The proposed operational coverage may be particularly helpful for test suite augmentation. After the developer has derived the test suite to verify a given program, two main things could happen: (i) for all the code exercised by the program’s users, there exist at least one test case in the test suite that covers that code; or (ii) there exist some code exercised by the program’s users for which there does not exist any test case in the test suite. Operational coverage would acknowledge the former case by yielding 100% coverage. For the latter case, it would provide an assessment of the extent to which the derived test suite is adequate to that specific operational profile. Moreover, it would also provide the precise portions of code that are actually exercised by the program’s users and that are not covered by the test suite, guiding the test suite enhancement process towards the real usage of the program. Regarding traditional coverage, for the case (i), if the test suite does not achieve 100% traditional coverage — probably the case — the developer cannot tell whether or not all the code that is relevant to the program’s users has been covered. Similarly, for case (ii) traditional coverage does not help the developer unless they are willing to augment the test suite until 100% traditional coverage is reached, which may be impractical even for small programs.

Even though we believe that operational coverage may be a promising approach for operational profile-based test case selection, its adoption may not be as straightforward as it was for adequacy criterion. As anticipated in Section 5.3, one of the issues involved is that of collateral coverage. To overcome this effect, some fairly sophisticated selection approach that takes into account not only the relevance of the entities to be covered, but also the way the candidate test cases cover those entities needs to be devised. We plan to investigate this as part of our future work.
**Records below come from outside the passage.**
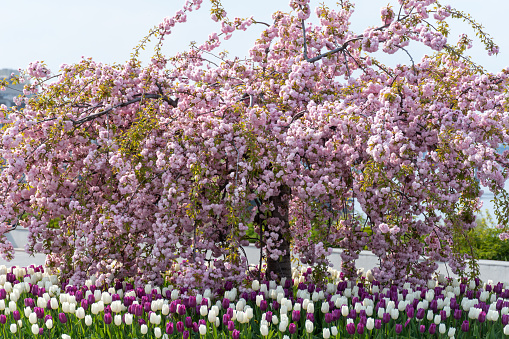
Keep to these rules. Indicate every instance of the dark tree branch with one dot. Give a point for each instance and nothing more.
(305, 42)
(172, 102)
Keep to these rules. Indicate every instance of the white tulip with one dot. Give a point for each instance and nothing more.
(334, 330)
(128, 319)
(344, 310)
(203, 310)
(325, 307)
(370, 323)
(275, 319)
(80, 313)
(32, 318)
(309, 326)
(165, 309)
(88, 320)
(54, 303)
(282, 326)
(264, 330)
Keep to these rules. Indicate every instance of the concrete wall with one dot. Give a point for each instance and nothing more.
(497, 271)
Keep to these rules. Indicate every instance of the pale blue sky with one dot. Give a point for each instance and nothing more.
(61, 31)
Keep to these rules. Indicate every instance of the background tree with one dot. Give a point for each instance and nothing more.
(139, 166)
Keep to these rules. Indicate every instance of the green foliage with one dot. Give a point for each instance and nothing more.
(485, 241)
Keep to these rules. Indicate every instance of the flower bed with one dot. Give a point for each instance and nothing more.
(36, 304)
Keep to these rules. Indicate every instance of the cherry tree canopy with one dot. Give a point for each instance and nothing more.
(125, 169)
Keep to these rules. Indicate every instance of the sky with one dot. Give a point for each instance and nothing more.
(62, 31)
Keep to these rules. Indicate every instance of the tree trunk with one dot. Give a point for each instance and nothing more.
(283, 266)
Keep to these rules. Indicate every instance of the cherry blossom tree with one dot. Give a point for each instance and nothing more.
(126, 169)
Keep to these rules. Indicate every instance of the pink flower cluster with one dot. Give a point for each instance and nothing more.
(124, 170)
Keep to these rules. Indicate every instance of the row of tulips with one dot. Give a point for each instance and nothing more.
(35, 304)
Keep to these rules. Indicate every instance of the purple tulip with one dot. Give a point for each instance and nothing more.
(180, 327)
(29, 302)
(62, 318)
(360, 328)
(292, 328)
(146, 306)
(350, 327)
(336, 314)
(173, 307)
(181, 309)
(407, 322)
(465, 326)
(39, 311)
(505, 319)
(295, 315)
(226, 303)
(169, 328)
(189, 322)
(16, 315)
(107, 318)
(410, 311)
(91, 299)
(138, 310)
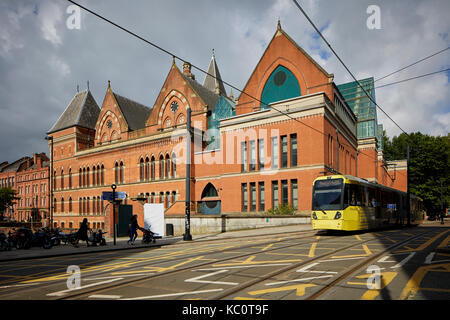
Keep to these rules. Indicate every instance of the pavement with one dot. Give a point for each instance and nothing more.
(122, 243)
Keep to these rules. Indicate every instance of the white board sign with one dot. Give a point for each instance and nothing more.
(154, 218)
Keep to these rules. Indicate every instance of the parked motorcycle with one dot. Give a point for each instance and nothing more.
(20, 238)
(4, 243)
(97, 238)
(42, 237)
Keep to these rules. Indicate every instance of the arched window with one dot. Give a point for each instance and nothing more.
(209, 191)
(116, 172)
(103, 175)
(152, 168)
(167, 167)
(142, 168)
(281, 85)
(161, 167)
(174, 166)
(121, 172)
(94, 181)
The importance groups as well as the weights assigned to them play a fundamental role in the operational coverage equation as discussed in Section 2. When the weights are assigned as we did for our experiments, i.e., more weight to the “high” group and less weight to the “low” group, the operational coverage approach will privilege those entities that are expected to be exercised more frequently by the program’s users. In different contexts, however, the testing objective could be different. For example, one could be interested in testing the areas of the program that are less frequently exercised in the attempt of finding possibly latent, difficult to find, faults. In that case, more weight should be assigned to the “low” group (Bertolino et al. 2017). As for any testing strategy, considering the context and the testing objectives is of fundamental importance when defining the operational coverage parameters.

Whatever strategy is adopted to assign weights to program entities, this is anyhow based on the count spectra and as such cannot consider the potential impact of failures, as is done in so-called risk-based testing (Erdogan et al. 2014; Felderer and Ramler 2014). In risk-based testing, test selection or prioritization is driven by the potential risk of failures, which is given by both their probability of occurrence (as in operational testing) and their impact. In our approach, we do consider the likelihood of failures, but not their consequence. Thus, parts of the system under test that are rarely used could not receive adequate testing and possibly lead to serious damages after time in operation. This limitation is common with SRET (Musa 1993) and any other reliability-driven testing approach. If the subject of test has safety-critical functions, then different test strategies that are risk-aware should be also considered.

Operational coverage is the very first attempt to tune coverage testing based on program count spectra. In particular, here, we used a simple approach to map count spectrum of branches, statements, and functions into a coverage measure. Of course more empirical studies are required to further assess the usage of operational coverage for test case selection and adequacy. However, we believe that the very idea introduced here paves the way to exploring many other powerful coverage measures.